The alternative order would have this court name Attorney Thomas Luby as the arbitrator in lieu of the Connecticut Bar Association. It is clear that under General Statutes § 52-411, this court has that authority. The court sees nothing in any of the pleadings, however, suggesting that Mr. Luby is ready, willing and able to accept such an appointment. Absent such an indication, this court is not going to order him to accept an appointment in which he may have no interest.
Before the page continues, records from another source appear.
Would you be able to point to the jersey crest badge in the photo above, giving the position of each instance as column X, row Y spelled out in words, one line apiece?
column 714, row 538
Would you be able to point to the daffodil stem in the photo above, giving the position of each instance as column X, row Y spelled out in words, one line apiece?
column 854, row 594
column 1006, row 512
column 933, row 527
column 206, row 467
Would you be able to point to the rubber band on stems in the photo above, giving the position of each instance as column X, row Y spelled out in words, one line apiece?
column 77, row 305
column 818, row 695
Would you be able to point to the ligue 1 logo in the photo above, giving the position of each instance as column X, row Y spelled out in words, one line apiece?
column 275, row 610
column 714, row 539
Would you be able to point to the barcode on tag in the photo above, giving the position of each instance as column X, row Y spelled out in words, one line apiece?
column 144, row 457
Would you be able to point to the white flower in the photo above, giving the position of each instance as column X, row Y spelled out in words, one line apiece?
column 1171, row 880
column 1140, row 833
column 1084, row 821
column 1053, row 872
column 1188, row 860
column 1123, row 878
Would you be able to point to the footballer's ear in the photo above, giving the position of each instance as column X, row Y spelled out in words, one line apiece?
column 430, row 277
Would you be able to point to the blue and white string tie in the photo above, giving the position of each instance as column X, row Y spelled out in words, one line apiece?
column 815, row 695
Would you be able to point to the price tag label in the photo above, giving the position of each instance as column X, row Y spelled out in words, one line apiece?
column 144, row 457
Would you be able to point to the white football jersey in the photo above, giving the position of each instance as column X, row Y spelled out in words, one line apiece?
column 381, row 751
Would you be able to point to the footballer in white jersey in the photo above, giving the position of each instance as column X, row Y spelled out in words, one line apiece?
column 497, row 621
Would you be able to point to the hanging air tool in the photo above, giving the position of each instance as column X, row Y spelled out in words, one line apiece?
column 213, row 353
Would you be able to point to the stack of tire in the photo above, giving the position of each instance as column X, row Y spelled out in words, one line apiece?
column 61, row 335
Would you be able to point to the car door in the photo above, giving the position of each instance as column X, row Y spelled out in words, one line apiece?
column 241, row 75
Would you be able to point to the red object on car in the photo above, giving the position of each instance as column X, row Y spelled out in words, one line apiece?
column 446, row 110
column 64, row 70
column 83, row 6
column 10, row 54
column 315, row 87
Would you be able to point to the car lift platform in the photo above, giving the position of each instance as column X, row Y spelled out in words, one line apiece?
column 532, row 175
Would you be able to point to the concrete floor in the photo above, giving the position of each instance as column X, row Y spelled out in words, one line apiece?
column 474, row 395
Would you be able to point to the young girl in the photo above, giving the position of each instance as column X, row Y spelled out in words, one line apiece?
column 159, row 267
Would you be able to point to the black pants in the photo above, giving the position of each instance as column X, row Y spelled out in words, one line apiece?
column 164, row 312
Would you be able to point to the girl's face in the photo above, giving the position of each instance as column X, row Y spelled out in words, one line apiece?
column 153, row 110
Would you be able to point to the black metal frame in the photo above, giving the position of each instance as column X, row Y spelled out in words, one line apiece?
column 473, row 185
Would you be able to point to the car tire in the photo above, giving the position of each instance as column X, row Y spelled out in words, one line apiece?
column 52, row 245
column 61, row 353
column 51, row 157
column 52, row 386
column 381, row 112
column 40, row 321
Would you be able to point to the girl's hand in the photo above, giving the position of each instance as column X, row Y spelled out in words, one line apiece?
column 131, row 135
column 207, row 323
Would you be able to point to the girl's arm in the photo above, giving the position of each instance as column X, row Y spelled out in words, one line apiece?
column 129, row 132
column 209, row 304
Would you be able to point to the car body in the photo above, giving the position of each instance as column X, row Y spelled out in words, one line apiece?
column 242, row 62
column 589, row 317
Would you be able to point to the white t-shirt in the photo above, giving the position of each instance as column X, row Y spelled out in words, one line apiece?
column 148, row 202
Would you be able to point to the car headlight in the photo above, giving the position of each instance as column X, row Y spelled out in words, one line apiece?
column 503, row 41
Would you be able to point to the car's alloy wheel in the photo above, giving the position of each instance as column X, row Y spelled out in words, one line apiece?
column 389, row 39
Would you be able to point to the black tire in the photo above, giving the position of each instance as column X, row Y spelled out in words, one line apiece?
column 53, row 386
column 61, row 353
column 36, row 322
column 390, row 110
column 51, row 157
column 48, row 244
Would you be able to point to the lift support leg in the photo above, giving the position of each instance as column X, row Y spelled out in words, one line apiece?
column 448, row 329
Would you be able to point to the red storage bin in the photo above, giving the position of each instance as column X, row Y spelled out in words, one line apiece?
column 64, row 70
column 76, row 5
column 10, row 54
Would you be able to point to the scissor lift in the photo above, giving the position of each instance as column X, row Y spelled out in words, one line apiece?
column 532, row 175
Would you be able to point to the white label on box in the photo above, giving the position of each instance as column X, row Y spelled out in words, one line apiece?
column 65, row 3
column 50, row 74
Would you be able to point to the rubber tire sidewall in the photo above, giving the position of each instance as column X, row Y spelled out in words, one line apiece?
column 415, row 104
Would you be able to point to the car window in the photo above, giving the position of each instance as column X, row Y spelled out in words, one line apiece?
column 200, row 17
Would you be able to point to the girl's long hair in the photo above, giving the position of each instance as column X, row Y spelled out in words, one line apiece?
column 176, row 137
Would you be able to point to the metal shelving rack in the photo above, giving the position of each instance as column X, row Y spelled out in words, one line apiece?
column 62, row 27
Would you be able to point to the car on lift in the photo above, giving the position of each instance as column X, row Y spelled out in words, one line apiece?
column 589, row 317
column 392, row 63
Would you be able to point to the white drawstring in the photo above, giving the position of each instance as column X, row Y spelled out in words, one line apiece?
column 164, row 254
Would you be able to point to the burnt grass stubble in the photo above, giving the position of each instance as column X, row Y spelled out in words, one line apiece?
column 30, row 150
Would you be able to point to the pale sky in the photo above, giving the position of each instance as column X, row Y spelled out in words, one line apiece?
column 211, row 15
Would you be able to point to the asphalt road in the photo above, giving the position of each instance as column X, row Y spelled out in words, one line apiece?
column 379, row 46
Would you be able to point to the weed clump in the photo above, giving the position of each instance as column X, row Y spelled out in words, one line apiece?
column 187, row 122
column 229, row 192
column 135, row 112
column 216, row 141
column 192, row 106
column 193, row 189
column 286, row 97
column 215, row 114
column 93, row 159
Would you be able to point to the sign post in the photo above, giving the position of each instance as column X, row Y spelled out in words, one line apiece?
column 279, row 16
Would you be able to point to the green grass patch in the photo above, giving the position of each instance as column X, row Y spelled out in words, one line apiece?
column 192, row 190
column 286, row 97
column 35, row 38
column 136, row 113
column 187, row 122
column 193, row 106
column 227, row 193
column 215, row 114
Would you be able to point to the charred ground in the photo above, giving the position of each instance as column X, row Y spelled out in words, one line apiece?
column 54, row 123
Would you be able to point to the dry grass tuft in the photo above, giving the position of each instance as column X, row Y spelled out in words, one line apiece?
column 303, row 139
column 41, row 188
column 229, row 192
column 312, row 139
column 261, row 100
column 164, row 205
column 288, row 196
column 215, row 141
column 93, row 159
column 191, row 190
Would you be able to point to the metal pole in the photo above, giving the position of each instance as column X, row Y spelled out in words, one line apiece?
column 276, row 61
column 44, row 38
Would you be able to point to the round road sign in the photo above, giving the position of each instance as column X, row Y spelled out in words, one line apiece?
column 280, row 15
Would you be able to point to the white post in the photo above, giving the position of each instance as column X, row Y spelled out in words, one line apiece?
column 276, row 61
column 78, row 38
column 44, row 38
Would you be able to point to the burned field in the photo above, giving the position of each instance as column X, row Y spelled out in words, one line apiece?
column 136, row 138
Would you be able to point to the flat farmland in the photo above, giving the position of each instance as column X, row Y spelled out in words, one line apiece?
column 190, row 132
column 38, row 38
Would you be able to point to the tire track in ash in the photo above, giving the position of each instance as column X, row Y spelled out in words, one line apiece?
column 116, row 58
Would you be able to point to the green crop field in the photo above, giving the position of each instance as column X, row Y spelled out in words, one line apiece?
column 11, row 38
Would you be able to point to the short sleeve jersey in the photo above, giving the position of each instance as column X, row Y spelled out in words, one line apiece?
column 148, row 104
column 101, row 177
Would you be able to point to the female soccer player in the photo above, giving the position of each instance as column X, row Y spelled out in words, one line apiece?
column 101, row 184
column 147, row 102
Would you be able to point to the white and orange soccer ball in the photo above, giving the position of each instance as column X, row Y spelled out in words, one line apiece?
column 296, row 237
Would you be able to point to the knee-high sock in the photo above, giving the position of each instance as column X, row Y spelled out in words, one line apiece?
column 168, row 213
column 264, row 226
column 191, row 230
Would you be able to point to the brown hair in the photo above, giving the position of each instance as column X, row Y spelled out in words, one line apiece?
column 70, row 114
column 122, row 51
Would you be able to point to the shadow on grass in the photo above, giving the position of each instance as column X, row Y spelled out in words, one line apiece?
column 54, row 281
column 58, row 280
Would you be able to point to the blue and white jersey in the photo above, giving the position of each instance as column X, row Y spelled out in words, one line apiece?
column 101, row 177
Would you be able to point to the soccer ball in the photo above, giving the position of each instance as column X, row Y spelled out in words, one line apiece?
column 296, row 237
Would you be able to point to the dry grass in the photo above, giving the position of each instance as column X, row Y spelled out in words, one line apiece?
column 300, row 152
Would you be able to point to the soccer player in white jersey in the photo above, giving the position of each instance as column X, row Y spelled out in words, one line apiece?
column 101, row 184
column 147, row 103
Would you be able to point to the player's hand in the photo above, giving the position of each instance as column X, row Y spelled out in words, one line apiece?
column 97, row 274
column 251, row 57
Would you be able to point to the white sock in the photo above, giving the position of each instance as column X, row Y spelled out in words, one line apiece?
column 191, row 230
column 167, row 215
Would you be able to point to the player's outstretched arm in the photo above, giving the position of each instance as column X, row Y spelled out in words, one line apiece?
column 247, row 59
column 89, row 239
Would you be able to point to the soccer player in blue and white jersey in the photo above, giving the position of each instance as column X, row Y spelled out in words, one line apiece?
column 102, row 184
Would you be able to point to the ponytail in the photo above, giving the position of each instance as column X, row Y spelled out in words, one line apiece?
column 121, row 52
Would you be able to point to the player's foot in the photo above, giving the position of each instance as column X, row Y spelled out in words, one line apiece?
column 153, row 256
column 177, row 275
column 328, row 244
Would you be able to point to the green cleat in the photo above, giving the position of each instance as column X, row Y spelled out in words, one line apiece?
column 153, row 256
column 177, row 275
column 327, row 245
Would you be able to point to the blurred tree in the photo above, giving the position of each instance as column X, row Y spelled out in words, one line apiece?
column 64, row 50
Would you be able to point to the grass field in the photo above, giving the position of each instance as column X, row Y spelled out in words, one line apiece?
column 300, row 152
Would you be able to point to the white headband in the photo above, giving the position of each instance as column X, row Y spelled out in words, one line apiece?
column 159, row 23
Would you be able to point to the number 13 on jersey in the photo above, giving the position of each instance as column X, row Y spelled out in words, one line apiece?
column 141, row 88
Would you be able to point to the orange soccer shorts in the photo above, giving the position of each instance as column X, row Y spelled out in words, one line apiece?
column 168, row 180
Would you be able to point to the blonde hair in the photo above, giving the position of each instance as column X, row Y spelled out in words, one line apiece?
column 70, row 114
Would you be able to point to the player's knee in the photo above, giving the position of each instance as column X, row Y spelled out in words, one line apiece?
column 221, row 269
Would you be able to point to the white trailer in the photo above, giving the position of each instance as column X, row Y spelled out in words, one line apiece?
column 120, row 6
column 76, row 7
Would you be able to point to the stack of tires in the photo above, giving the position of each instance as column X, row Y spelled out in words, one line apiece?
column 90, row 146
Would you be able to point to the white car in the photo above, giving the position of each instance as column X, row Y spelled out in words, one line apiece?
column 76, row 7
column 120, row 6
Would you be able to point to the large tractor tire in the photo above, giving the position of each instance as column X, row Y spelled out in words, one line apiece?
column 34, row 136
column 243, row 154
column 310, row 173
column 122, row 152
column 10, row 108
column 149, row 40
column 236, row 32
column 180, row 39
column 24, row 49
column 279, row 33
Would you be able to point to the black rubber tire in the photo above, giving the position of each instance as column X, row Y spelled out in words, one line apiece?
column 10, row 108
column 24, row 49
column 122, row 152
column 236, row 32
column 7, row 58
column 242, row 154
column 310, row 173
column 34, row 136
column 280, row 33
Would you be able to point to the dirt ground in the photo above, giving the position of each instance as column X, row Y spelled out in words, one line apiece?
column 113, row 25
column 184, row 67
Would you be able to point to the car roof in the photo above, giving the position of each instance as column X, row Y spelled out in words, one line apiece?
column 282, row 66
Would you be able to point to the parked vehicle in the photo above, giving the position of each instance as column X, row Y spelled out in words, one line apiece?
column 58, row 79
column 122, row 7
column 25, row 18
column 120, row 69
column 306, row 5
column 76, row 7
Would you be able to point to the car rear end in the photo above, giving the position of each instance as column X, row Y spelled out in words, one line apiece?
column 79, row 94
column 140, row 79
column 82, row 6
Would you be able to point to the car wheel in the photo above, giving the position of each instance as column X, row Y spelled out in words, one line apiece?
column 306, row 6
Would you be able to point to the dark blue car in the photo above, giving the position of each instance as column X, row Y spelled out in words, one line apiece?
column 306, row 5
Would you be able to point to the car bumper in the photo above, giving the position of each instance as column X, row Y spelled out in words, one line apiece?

Parenthetically, the court notes that, in addition to the two proposed orders, the plaintiff submitted a document entitled “Memorandum of Decision” for this court’s signature. This “Memorandum of Decision” purports to analyze the legal issues and chastises the Bar Association for its refusal to proceed with the arbitration even in the defendant’s absence.
It is not clear what precisely the plaintiff intended the court to do with this purported “Memorandum of Decision.” Did it expect the court to plagiarize it, simply signing the document and conveying to the world the impression that it was the court’s work? Did it expect the court to sign the document, but include a footnote or other acknowledgment thanking the plaintiff for doing its writing for it? The court assumes that the plaintiff had neither of these in mind, but was merely trying to be helpful, in which case the plaintiff, in the future, should confine its efforts to the more traditional “Memorandum of Law” and let the court write its own decisions. If the court is particularly enamored of any portion of such a memorandum of law, it can always include it in its memorandum of decision through the time honored process of excision and agglutination.
It is therefore the order of this court that William A. Prokop submit to arbitration before the Connecticut Bar Association’s fee dispute panel. If he fails to appear and submit to the fee dispute panel, then that panel may proceed in his absence because he signed a written agreement to submit any fee dispute to such panel and to be bound by its decision. This order is entered without prejudice to the plaintiff’s seeking, with appropriate documentation, an additional order for the appointment of a new arbitrator, should for any reason the arbitration not take place before the Connecticut Bar Association fee dispute panel.